Critical Care 2007, 11:R63doi:10.1186/cc5934

Published: 6 June 2007

Abstract

Introduction

Recent data indicate that transfusion of packed red blood cells (pRBCs) may increase the risk for the development of acute respiratory distress syndrome (ARDS) in critically ill patients. Uncertainty remains regarding the strength of this relationship.

Methods

To quantify the association between transfusions and intensive care unit (ICU)-onset ARDS, we performed a cohort study within Crit, a multicenter, prospective, observational study of transfusion practice in the ICU which enrolled 4,892 critically ill patients in 284 ICUs in the United States. Diagnostic criteria for ARDS were prospectively defined, and we focused on subjects without ARDS at admission. The development of ARDS in the ICU served as the primary endpoint.

Results

Among the 4,730 patients without ARDS at admission, 246 (5.2%) developed ARDS in the ICU. At baseline, ARDS cases were younger, more likely to be in a surgical ICU, and more likely to be admitted with pneumonia or sepsis than controls without ARDS. Cases also were more likely to have a serum creatinine of greater than 2.0 mg/dl (23% versus 18%) and a serum albumin of less than or equal to 2.3 g/dl (54% versus 30%) and were more severely ill upon ICU admission as measured by either the APACHE II (Acute Physiology and Chronic Health Evaluation II) or SOFA (Sequential Organ Failure Assessment) score (p < 0.05 for all). Sixty-seven percent and 42% of cases and controls, respectively, had exposure to pRBC transfusions (p < 0.05), and the unadjusted odds ratio (OR) of developing ARDS in transfused patients was 2.74 (95% confidence interval [CI], 2.09 to 3.59; p < 0.0001) compared to those never transfused.

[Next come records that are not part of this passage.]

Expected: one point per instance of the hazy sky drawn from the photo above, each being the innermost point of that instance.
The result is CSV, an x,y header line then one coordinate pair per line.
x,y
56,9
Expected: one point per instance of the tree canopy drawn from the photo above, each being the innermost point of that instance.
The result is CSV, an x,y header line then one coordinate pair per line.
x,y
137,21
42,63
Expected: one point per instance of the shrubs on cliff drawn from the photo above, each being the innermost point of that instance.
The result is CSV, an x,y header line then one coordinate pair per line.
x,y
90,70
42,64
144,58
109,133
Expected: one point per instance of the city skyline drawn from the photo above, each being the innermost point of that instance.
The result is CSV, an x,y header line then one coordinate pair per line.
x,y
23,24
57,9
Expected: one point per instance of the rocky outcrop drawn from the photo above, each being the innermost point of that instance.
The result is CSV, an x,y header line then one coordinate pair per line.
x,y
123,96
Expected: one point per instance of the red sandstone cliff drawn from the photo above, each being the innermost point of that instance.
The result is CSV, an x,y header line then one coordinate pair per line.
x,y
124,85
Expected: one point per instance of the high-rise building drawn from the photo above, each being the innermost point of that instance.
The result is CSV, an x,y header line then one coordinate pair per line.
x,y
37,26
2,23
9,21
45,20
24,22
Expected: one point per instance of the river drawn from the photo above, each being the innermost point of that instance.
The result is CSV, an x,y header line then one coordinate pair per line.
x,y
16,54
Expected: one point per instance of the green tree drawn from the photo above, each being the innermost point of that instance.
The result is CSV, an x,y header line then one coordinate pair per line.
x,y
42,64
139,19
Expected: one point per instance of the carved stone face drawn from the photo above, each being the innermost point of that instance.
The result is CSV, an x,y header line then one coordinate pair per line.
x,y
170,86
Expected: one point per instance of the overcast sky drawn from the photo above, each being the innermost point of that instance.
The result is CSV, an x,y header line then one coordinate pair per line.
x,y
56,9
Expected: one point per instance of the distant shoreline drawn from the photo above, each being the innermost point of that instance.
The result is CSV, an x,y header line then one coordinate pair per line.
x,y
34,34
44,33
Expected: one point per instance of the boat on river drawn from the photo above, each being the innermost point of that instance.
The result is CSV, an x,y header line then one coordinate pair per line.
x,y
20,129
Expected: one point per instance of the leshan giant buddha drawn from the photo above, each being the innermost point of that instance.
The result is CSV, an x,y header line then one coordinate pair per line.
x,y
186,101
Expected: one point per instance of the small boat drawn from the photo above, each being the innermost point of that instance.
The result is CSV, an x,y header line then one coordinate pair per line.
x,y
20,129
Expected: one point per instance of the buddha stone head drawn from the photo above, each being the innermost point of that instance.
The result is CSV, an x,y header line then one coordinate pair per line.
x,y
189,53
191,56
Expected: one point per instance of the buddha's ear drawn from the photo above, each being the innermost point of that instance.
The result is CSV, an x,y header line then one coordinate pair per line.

After age, baseline severity of illness, admitting diagnosis, and process-of-care factors were adjusted for, the independent relationship between pRBC transfusions and ICU-onset ARDS remained significant (adjusted OR, 2.80; 95% CI, 1.90 to 4.12; p < 0.0001).

Conclusion

Development of ARDS after ICU admission is common, occurring in approximately 5% of critically ill patients. Transfusion of pRBCs is independently associated with the development of ARDS in the ICU.